I'm having a caged tiger kind of day.
I'm finally feeling more human than sick (luckily that one single vomiting from coughing incident was the only one- after the initial few days) and I had a plethora of plans to choose from for today. I could go to utopia with my false hopes (I'm just cheap) and look for Josh's long lost winter coat which he will need next week, I could have gone to costco for some stuff we are out of, I could have gone to the fancy schmancy lumber store for the ply wood with which to carve my future wood block. But then Josh started saying he felt sick last night and sure enough he was legit sick this morning. I did make it out with sweet pea, before the rain which is coming down now, and I had a nice walk in the woods with a sweet young man who owns one of my favorite of sweet pea's playmates, but now I am feeling tied to the house, due to sick Josh, who requires nothing more than liquids and fever monitoring, and the husband, who would not be capable of fever monitoring and liquid providing, and has his own special needs, as in fall prevention and won't feed himself unless there is a box of something that does not require any preparation already sitting out on the kitchen island. Seriously, folks, when I don't want him to snarf something down all I have to do is put it into a cabinet. It's like it doesn't even exist when there is a door in front of it.
Don't worry No one starves round here. Guess who has a messy kitchen island!!
Anyways, The other day there was a story going around about a scam in NY where someone was "buying" used photo equipment from people and said they would venmo them the money but cancel the transaction once they had made off with the equipment, which they would then pawn at one of the famous camera stores. This is not an issue for me, since I hold onto everything I own until it is thoroughly used up, broken and worthless and I don't buy used equipment either, but at the end of the story they managed to catch the thief and he had the same name as one of my students from my first year of teaching- you know the kind of student who, 30 years later, I still sit around wondering if he managed to have a decent life because the odds were so stacked against him. And then I realized this little jewel of a beautiful boy with the bad luck would be 38 or 39 now!! The criminal could have been my ex-student's kid! I feel old.
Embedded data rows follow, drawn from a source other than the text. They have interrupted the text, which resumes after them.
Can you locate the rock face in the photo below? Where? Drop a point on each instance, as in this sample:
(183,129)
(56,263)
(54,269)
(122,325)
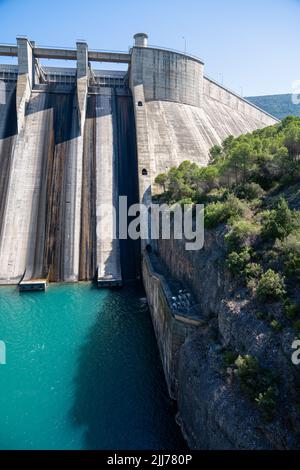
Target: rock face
(213,411)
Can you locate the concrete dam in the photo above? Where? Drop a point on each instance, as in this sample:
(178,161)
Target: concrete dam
(72,140)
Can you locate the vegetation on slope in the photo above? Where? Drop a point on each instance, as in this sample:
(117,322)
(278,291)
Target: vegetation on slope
(252,184)
(279,106)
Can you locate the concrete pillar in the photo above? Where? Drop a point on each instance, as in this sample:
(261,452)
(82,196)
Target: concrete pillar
(82,80)
(141,39)
(25,78)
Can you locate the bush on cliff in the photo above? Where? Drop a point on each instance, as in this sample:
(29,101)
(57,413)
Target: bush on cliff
(258,384)
(242,233)
(271,286)
(220,212)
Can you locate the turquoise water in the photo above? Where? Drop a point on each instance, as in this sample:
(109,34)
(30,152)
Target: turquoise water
(82,372)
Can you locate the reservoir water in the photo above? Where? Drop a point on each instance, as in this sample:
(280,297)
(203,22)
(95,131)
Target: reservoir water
(82,372)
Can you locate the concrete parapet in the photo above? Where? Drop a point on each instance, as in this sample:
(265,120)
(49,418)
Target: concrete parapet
(167,75)
(171,329)
(82,80)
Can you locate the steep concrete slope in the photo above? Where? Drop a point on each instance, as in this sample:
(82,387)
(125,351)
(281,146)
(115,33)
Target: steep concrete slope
(8,131)
(41,220)
(109,170)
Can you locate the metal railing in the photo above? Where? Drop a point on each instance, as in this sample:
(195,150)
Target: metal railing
(168,49)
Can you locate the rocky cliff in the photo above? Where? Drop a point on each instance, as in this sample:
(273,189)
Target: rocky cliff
(214,411)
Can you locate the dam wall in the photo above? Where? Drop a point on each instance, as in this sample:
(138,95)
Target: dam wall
(73,139)
(184,112)
(8,132)
(171,327)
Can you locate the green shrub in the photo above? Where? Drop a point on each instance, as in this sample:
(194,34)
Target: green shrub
(271,286)
(276,325)
(247,370)
(220,212)
(249,191)
(229,358)
(236,262)
(261,315)
(242,233)
(296,326)
(215,213)
(253,271)
(266,402)
(217,195)
(290,250)
(259,384)
(291,310)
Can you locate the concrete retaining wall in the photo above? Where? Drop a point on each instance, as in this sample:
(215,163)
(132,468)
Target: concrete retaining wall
(171,333)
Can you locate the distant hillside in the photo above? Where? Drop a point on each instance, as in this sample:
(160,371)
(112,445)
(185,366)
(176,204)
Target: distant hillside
(279,106)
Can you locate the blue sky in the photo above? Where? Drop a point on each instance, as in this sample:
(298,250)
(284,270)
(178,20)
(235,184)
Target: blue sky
(250,46)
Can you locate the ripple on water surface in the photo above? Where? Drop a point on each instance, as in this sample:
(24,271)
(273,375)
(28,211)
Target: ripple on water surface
(82,372)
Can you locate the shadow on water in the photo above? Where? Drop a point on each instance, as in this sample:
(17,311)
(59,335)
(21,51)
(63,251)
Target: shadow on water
(120,397)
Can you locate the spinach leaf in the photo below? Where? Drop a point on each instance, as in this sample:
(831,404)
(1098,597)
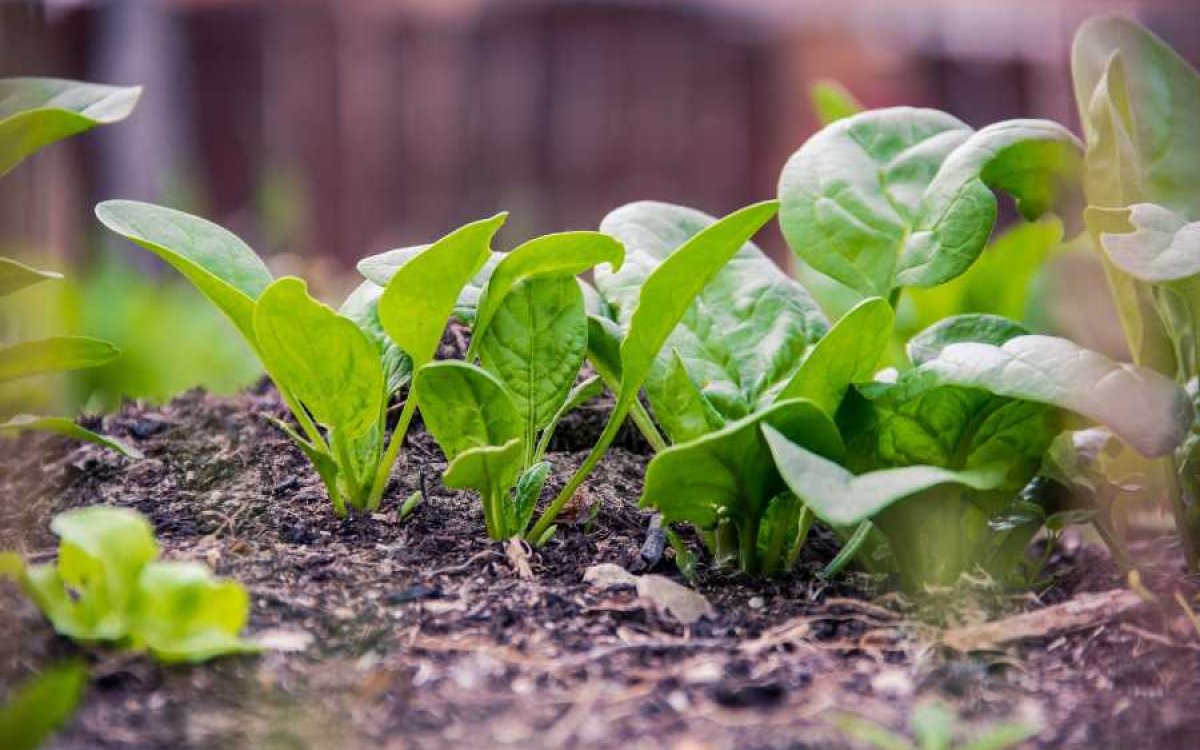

It makes me wonder if any teachers I ever had sat around wondering what kind of adult I would turn out to be. I wonder of any of them missed me. I've been thinking a lot about teachers the past day because lil sis told me that a teacher of one of her kids has been saying hateful things to him. That kind of nonsense makes me so angry. When I was a teacher I felt that teaching was such an immense responsibility and that every word out of my mouth had to be instructional or beneficial in some way. I was trained to understand/know/live and breathe that responsibility when I got my master's in education. Doesn't everyone learn the same stuff? I guess it's just disillusioning. Living with this corrupt administration is making the normal stresses of every day life harder to bear. In a situation where the world froze and I had a couple of minutes alone with the frozen body of that teacher, I'd punch her quite a bit and then I'd staple her mouth together from one end to the other. She'd reanimate and figure out she might want to change the way she talks to kids.